The recent performance of major stock indices indicates a mixed picture. The S&P closed down 0.68% yesterday, while the DJIA closed up 0.47%. However, both indices are on track to close higher for the week.
Oil prices settled higher on Thursday due to lower US crude inventories and robust crude imports by China, even though a cautious demand outlook kept investors on alert. Brent and WTI crude futures both saw modest gains, with Brent settling at $79.64 per barrel and WTI settling at $75.63 per barrel for the August contract. The September WTI crude contract settled at $75.65 per barrel.
Despite strong economic data and low employment rates, concerns about inflation and a potential rate hike by the Federal Reserve have impacted oil demand projections. The Fed is expected to raise its benchmark overnight interest rate by 25 basis points to the 5.25%-5.50% range next week for the last time in this rate-tightening cycle.
Global Investment Research (GIR) has released two macro pieces, focusing on the depreciation of the US dollar and the upcoming July FOMC meeting. GIR projects that the Federal Reserve will raise rates by 25 basis points for the last hike in this cycle. The outlook for the dollar’s depreciation is characterized as “shallow,” with GIR citing reasons such as sticky inflation forecasts and expectations of easing policies in other parts of the world.
Regarding the FOMC meeting, a 25 basis point rate hike is fully expected, with GIR forecasting this to be the last hike of the cycle. GIR holds more hawkish views than market pricing, anticipating rate cuts to start in 2024Q2 and proceed gradually at 25 basis points per quarter, eventually reaching a funds rate of 3-3.25%.
As the market navigates mixed global demand outlooks, Citi analysts noted that Brent crude prices have broken through to a higher range, supported by Saudi output cuts and geopolitical risks. However, the outlook remains cautious, with demand showing variations across different sectors.
An important development in the oil industry comes from Russia, which effectively halted its practice of ship-to-ship transfers of crude in July due to recent cuts. The reduction in such transfers has been influenced by cost considerations, as well as increased regulatory scrutiny following the European Union’s ban on ships involved in such operations with Russian oil.

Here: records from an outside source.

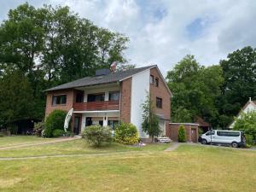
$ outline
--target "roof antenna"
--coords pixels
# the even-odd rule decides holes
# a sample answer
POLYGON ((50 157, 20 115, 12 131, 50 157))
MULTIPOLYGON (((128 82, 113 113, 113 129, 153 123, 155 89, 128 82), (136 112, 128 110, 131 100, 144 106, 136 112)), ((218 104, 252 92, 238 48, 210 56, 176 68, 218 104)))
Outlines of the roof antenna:
POLYGON ((117 67, 117 61, 113 61, 111 66, 110 66, 110 71, 112 73, 115 73, 116 72, 116 67, 117 67))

In response to China’s growing oil imports, the US Senate has overwhelmingly passed an amendment to ban exports of oil from the Strategic Petroleum Reserve to China. The bipartisan sentiment reflects the desire to address competition with China’s communist government, with lawmakers concerned about national security implications.
In another significant development, the Biden administration has proposed a substantial increase in bonding rates to cover the costs of plugging abandoned oil and gas wells on federal lands. The proposed measure aims to increase the bonding rate for a single lease by 15 times, indicating a strong move towards environmental protection.
Overall, oil markets continue to experience fluctuations driven by economic factors and geopolitical developments, with investors keeping a close eye on the Federal Reserve’s decisions and global demand projections.
Prices in Review
Crude opened on Monday at $74.80, went down on Tuesday, and increased again at the end of the week. This morning, crude opened at $76.48, an increase of over $2 or 1.68%.
Diesel opened on Monday at $2.58 and saw some gains during the week. This morning, diesel opened at $2.71, an increase of 13 cents or 5.04%.
Gasoline opened on Monday at $2.62 and kept increasing throughout the week. This morning, diesel opened at $2.79, an increase of 17 cents or 6.49%.